Ah right. Yes I am with you there.
 

WashYourHands

Cat Malogen
Hasn’t an information singularity been passed? We generate more data than we can process, so we throw the data in a computer cue Dr Strangelove voice and then we make zee interpretive frameworks that can’t cope either

This would’ve been more coherent about 3pm
 

poetix

we murder to dissect
Here's how I think about "accelerationism".

At any given historical moment you have forces of production - that's what we're able to do and make, what powers we have to transform ourselves and the world around us through labour and technology - and you have relations of production - that's how the use of those powers is actually organised, how work is allocated and goods are distributed.

At our particular historical moment, the available forces of production are staggeringly powerful - in terms of raw productive capability, we could feed the world, solve climate change, reverse the destruction of the biosphere, provide universal healthcare, build gleaming cities with elegant public parks and monuments, and so on. Doing all of that doesn't even require a massively speculative bet on futuristic powers of automation, like self-driving cars or robot baristas. It does however require levels of co-ordination that our current relations of production - capitalist societies and economies, organised into nations with international trade and multinational corporations - simply don't support.

However, these social systems are increasingly unable to contain or control the productive capabilities unleashed by technology. For example, the way we use intellectual property - patents and copyrights - to incentivise certain kinds of production is running up against the fact that it's now incredibly easy to make infinitely many copies of any digital artifact, and distribute it all over the world in seconds. Very few technological "trade secrets" remain secret for very long. It's easy to mass-produce cheap knock-offs of something that took a huge R&D budget to develop. Where intellectual property law is used to grant monopolies on the production and sale of vital medicines, vaccines etc it increasingly looks like a tool of the powerful to extract rent from needy people, rather than part of a well-functioning system of incentives.
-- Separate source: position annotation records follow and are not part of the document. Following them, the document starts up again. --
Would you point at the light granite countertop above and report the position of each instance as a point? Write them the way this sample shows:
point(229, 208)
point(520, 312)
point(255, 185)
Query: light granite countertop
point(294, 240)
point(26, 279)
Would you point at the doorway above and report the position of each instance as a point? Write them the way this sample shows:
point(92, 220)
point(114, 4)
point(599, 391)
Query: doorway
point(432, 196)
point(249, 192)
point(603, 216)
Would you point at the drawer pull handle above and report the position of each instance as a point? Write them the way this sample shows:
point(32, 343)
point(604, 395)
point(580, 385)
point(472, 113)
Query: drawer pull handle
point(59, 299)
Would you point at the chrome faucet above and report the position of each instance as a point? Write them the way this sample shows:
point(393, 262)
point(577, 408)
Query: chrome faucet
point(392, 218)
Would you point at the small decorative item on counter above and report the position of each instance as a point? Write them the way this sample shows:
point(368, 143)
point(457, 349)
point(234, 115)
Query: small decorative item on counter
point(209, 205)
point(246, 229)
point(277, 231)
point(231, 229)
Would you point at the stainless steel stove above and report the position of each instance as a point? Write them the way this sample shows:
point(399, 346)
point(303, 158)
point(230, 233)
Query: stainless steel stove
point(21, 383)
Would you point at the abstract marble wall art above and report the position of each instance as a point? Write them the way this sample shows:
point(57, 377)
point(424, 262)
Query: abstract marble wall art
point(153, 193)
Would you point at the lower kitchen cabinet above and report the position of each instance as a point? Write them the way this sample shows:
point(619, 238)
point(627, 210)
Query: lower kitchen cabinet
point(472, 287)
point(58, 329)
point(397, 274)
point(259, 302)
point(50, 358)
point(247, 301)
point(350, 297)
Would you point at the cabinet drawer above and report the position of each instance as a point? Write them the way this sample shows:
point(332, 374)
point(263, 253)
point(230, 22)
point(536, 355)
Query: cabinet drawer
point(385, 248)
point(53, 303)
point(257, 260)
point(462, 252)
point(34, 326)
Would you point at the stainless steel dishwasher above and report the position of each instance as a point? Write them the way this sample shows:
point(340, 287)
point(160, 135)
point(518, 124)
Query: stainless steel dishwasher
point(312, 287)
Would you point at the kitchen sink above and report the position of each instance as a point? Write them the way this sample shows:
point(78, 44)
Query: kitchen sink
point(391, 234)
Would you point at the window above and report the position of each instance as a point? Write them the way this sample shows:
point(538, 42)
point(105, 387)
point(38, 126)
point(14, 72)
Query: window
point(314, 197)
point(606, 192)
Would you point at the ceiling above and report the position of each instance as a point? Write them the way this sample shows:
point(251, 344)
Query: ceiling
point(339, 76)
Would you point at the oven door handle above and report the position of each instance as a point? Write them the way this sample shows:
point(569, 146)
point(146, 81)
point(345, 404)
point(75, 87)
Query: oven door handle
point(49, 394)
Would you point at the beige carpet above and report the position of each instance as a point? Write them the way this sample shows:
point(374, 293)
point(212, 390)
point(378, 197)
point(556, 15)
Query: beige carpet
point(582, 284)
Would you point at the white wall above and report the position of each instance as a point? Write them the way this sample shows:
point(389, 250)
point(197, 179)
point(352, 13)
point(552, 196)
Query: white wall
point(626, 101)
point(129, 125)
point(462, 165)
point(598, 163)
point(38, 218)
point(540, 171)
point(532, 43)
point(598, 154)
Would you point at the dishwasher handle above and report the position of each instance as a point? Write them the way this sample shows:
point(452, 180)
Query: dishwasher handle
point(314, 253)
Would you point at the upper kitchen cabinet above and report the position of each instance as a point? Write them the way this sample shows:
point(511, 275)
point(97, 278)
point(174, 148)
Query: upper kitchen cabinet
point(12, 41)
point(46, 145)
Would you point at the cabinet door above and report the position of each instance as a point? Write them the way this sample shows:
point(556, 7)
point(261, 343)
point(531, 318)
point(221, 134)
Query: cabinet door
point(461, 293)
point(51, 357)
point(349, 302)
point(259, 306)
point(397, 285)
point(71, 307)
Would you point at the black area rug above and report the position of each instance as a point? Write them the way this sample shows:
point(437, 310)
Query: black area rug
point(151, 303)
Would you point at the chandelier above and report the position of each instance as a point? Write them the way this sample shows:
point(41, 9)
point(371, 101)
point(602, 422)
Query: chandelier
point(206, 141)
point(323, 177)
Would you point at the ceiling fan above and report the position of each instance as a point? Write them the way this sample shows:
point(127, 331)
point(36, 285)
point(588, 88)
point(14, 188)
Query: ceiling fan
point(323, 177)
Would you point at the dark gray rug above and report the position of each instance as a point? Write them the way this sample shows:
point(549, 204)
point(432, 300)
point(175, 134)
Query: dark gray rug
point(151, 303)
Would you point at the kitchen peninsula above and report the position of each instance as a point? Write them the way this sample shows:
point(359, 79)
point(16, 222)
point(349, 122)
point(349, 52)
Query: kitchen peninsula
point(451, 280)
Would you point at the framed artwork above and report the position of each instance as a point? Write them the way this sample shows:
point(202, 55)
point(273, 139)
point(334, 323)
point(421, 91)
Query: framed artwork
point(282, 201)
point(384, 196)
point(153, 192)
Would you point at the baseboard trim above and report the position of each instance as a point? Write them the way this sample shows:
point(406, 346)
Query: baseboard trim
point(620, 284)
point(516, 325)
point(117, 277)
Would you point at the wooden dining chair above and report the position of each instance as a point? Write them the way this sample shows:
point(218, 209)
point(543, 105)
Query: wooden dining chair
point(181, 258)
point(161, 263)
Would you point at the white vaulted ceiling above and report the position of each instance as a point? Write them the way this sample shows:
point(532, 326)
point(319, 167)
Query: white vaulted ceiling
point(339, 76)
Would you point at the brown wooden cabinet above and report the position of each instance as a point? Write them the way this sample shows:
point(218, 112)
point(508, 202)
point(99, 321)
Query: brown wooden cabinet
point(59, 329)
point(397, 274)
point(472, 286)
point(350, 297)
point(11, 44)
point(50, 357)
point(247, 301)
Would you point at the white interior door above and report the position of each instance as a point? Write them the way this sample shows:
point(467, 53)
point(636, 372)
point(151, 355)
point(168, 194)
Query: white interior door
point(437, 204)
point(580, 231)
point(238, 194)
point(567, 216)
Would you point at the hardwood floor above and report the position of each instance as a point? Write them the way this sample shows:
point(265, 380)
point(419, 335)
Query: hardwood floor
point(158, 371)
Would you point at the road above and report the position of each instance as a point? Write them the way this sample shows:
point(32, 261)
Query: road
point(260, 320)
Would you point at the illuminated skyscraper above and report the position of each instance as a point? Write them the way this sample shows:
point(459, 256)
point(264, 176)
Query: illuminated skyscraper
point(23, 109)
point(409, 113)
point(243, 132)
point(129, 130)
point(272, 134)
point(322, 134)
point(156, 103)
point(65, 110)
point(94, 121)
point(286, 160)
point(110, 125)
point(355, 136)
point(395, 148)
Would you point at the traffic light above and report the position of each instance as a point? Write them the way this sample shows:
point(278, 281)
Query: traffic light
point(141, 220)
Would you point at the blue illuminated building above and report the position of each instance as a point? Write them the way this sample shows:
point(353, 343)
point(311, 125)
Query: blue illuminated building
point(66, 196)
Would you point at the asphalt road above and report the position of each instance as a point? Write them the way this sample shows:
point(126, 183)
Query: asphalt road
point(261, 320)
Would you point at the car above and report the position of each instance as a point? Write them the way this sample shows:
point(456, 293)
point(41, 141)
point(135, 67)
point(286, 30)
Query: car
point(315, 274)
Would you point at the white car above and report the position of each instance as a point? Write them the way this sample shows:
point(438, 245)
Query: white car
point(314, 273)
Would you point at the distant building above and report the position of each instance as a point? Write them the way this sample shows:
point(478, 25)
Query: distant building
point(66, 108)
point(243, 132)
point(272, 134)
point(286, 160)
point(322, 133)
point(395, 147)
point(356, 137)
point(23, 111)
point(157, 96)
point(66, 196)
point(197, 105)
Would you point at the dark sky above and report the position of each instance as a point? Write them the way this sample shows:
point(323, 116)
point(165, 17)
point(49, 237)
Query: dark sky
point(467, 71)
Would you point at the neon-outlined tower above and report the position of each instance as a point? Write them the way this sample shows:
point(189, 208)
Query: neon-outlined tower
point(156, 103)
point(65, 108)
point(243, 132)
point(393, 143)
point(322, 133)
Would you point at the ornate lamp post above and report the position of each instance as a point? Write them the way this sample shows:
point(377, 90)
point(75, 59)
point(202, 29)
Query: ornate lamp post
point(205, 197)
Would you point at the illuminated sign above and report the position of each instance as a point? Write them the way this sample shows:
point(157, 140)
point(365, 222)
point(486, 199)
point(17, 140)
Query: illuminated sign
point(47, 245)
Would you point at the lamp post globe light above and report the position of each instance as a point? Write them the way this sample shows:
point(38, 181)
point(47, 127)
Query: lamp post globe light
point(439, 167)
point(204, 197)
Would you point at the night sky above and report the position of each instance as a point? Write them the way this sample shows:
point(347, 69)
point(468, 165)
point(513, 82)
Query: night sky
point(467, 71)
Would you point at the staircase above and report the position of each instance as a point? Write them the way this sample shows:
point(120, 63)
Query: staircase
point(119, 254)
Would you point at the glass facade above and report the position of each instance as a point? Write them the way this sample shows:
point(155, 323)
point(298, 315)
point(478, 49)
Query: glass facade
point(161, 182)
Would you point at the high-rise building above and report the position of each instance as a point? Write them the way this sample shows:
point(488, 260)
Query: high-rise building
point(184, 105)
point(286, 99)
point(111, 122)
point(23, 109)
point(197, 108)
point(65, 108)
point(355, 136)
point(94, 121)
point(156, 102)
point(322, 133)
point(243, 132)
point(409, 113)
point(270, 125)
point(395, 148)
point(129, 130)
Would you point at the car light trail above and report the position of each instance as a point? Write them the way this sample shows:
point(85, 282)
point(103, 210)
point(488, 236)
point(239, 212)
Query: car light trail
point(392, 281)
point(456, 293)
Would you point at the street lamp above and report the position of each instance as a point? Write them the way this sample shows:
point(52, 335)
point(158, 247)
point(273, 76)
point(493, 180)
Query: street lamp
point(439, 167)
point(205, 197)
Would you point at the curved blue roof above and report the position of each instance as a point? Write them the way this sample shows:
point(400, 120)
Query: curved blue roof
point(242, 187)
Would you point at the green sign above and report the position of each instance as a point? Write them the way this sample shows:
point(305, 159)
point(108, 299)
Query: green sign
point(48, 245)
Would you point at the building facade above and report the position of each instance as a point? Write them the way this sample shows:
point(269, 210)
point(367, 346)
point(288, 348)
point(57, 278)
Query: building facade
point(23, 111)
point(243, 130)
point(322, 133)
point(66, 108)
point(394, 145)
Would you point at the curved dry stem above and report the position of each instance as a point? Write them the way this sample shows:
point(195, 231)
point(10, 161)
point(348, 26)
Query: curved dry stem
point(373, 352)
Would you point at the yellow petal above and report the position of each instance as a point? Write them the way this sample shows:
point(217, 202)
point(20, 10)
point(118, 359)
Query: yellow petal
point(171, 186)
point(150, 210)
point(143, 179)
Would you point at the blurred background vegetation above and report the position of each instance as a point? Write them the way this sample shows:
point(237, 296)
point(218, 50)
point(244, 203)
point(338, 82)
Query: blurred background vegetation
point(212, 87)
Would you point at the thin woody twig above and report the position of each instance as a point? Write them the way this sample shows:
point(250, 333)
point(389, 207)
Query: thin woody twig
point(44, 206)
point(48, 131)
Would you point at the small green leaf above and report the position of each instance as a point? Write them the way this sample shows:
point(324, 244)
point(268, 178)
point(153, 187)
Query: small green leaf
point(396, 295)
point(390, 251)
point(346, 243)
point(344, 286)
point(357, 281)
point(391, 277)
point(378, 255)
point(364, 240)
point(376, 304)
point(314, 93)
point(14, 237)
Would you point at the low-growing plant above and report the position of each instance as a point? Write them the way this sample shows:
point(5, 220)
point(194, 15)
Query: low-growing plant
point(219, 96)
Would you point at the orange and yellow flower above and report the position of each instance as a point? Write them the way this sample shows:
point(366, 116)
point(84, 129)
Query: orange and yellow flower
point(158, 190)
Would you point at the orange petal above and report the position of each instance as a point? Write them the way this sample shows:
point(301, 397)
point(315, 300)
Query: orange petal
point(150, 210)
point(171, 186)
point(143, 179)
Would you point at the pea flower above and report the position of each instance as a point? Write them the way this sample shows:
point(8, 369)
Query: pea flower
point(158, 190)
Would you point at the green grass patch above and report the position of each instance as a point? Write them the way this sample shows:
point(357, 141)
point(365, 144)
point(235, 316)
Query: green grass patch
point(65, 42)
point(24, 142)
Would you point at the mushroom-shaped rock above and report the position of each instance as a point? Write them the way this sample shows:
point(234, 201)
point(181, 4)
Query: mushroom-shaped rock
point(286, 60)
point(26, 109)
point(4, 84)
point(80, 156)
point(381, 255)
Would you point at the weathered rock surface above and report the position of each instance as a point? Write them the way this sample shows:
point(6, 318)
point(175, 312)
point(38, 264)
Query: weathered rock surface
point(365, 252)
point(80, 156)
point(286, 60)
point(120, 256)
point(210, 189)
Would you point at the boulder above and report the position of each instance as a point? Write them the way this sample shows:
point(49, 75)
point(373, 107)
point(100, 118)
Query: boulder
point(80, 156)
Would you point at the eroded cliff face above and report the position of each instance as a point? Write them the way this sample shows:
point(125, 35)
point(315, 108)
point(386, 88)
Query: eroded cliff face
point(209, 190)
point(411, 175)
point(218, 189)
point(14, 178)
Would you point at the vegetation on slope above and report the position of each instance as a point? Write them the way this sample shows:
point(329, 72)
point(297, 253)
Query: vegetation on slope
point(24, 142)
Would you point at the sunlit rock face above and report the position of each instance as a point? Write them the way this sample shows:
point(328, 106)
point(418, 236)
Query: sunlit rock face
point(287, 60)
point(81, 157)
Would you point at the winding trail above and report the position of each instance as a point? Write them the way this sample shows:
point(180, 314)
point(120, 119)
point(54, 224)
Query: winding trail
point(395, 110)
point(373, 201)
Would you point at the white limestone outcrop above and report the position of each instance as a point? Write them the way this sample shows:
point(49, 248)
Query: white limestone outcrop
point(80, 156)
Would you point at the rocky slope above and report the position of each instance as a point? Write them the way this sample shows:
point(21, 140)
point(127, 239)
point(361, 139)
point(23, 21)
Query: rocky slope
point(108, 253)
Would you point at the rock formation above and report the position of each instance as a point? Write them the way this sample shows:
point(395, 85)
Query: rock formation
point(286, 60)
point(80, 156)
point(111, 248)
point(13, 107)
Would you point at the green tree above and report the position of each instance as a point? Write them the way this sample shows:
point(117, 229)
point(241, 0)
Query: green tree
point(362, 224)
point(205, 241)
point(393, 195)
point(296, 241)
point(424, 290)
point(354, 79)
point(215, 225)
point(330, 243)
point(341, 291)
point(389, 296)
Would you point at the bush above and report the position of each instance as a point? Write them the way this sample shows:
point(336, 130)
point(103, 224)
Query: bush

If you want to read a scientific paper now, you go on scihub and download it: it increasingly looks stupid and regressive for things to be any other way.

What I want to see "accelerated" is this kind of breakout of the forces of production from the capitalist social relations which constrain them. This does entail the breakdown of systems which have functioned for hundreds of years, and potentially a great deal of social turbulence as old bastions of authority crumble. Both good and bad future forms of society will become possible as a result, the bad being some sort of technocratic neo-feudalism, the good being the opening up of politics beyond current scarcity-oriented, zero-sum rationales. Which way things go is ultimately a political question, and technological progress by itself will not decide it.